Thursday, April 1, 2010

Chapter 4

False... False... False....

"Alicia! What is the square root of 19?"
"False!"
Laughter filled the air.
I returned from my daydreaming wonderland and found out I was still in class with Mrs. Leong teaching mathematics, and I was standing up on my seat while the whole class laughed at my answer.

"Alicia, focus while I'm teaching! Do you want a C for your assignment?" threathened Mrs. Leong.
" Sorry, the square root of 19 is 361, maam, " I replied.
Gosh, since the whole Lucanius incident I kept thinking of the possible meanings for the False Lucanius mentioned. My mind wandered through most of my classes, including Biology, Chemistry, English and Mathematics.

Is a False a spooky creature? Or is it a kind of alien? Or a person? Or.... "Alicia!!! " I returned to reality with a shiver on my spine. It was Stella who was calling me. "Earth to Alicia!! Are you paying attention to my stories? Or are you just too cool to even bother?" She flickered her blonde hair behind her ear.

"N-No...! Sorry Stel, I don't feel like myself today..." It's true though. I didn't get much sleep last night, thanks to Lucanius, and I've spent the whole morning thinking about everything he said. Dreams, False, Dreams of Eden, Dreamists...... These words had been spinning in my head until now, if this keeps up, I think I will suffer from insomnia soon. I even forgot it was now recess time. To draw away my mind, I started topics with Stella about the usual stuff, like magazines, gossips about the angelic yet handsome Lawrence next class, and to-be-planned outings.

Why?

My body jolted. It wasn't me who thought of the word, but it was like a familiar voice echoing in my mind. Lucanius? But he wasn't around me, if so I would had seen him floating nearby. Who was it?

I can't let this be, so I excused myself from Stella and dashed to the toilet. Panting, I washed my face several times. I'm just hallucinating... All of this isn't reality, but a dream... nothing to be so concerned about... I thought quietly to myself. I walked slowly to the field. Students seldom come to the field ever since our last Sports Day which was 9 months ago, because our principal has banned the usage of the field so that students may focus on the upcoming year-end exams. Therefore, it wasn't awkward to find nobody at the field. I sat on the soft green grass and lifted my head.

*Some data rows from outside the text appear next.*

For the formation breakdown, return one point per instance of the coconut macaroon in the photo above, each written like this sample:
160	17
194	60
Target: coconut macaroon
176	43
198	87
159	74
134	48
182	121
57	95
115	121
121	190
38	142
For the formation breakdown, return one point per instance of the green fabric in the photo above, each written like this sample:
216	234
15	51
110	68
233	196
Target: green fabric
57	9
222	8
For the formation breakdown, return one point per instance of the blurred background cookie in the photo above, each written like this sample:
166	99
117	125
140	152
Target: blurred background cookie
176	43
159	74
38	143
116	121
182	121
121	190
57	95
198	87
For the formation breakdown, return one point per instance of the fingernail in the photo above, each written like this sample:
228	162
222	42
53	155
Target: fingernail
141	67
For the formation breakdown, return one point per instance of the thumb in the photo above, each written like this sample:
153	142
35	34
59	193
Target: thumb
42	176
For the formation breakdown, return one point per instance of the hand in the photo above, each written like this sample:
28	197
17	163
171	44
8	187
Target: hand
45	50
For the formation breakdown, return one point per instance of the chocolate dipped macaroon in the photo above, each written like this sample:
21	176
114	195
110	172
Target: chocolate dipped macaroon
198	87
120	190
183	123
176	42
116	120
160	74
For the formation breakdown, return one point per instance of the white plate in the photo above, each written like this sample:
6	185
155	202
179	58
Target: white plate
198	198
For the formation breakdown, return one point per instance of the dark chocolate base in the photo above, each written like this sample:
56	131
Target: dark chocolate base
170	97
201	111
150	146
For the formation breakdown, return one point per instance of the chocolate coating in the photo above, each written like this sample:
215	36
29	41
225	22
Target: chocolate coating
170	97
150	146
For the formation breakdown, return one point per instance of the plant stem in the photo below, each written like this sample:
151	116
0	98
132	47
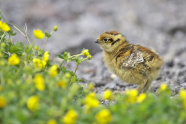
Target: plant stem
2	36
76	69
45	43
61	63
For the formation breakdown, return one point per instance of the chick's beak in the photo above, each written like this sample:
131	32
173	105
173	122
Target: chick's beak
97	41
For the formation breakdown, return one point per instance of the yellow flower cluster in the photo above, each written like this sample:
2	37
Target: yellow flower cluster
108	95
41	64
39	82
163	87
91	101
53	71
141	98
2	102
13	60
52	121
55	28
33	103
182	95
132	96
85	52
38	63
70	117
61	83
104	117
39	34
46	56
4	27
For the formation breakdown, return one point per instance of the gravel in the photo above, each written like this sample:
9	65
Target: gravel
159	25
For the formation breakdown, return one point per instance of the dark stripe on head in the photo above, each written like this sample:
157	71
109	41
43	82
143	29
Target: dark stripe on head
112	32
123	50
113	42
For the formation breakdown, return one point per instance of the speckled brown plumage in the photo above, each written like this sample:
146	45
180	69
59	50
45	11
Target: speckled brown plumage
134	64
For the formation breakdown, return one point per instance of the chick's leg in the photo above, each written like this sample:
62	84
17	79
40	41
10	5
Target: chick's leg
142	88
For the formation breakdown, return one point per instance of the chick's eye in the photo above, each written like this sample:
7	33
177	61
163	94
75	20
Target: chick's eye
105	40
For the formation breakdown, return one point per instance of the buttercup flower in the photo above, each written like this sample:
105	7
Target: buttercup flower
39	82
33	103
91	101
104	117
53	71
39	34
184	104
55	28
163	87
131	95
36	48
70	117
46	56
61	83
182	94
37	63
52	121
85	52
108	95
89	57
4	27
141	98
13	60
2	102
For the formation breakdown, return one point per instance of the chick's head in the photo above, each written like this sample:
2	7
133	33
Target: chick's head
109	41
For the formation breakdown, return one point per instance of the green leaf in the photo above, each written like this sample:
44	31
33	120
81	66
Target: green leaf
60	56
47	34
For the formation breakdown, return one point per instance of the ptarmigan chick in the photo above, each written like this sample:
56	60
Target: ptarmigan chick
133	64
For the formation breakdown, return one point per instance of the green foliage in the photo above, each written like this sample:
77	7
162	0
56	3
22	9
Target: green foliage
33	90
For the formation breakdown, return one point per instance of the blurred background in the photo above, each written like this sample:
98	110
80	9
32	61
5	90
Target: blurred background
156	24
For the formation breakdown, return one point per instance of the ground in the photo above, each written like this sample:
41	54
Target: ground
159	25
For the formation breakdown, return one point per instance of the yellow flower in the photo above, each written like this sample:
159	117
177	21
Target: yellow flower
89	57
90	86
33	103
2	102
36	48
14	60
184	104
70	117
91	101
141	98
53	71
52	121
3	45
39	82
163	87
4	26
61	83
55	28
131	95
1	88
43	63
39	34
46	56
182	94
85	52
67	75
108	95
104	117
37	63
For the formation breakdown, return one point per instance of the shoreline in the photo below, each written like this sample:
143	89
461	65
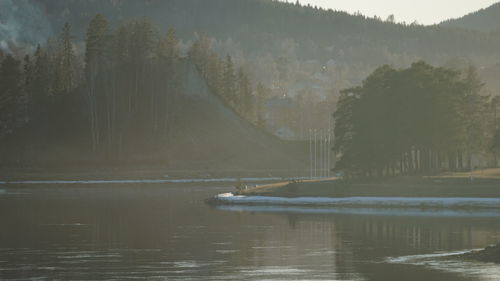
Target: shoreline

The sky. A sign of freedom and home to countless clouds. I admire clouds, as they can be together with the sky and change their shapes whenever they want to whatever they want. Sometimes the sky is like a canvas, and the clouds are the paint. Streak by streak, the clouds create patterns no one has ever seen before, sometimes they look like the seabed, fold by fold, sometimes they will create abstract using curves, and sometimes, they just prefer to stay still, round and fluffy. Bindless, boundless, breathless. These are the words I would use to describe the mesmerizing scenery of the sky.

A flow of relaxation entered my body in a few seconds. I felt more like myself again, forgetting all the hustle and bustle I've been through the past 24 hours. And soon I found myself lying on the grass, counting clouds which looked like bubbles today.

I closed my eyes and let the breeze take my worries away, far, far, far away......

I was free of stress during the whole day. Not a single voice in my head, or mind-staking nouns I've never heard before in my life. I even whistled my favourite songs and clicked my fingers with a rhythmic beat on the way home. Everything went smooth for a change. I didn't even think about all the chaos at night, nor worry about the coming nightfall. My handphone vibrated when the alarm rang at 11pm, time to sleep. I snugged into my blanket and doze off in a flash. I didn't know, was I too tired or just too relaxed. It doesn't matter anyway, at least I could finally have my slumber.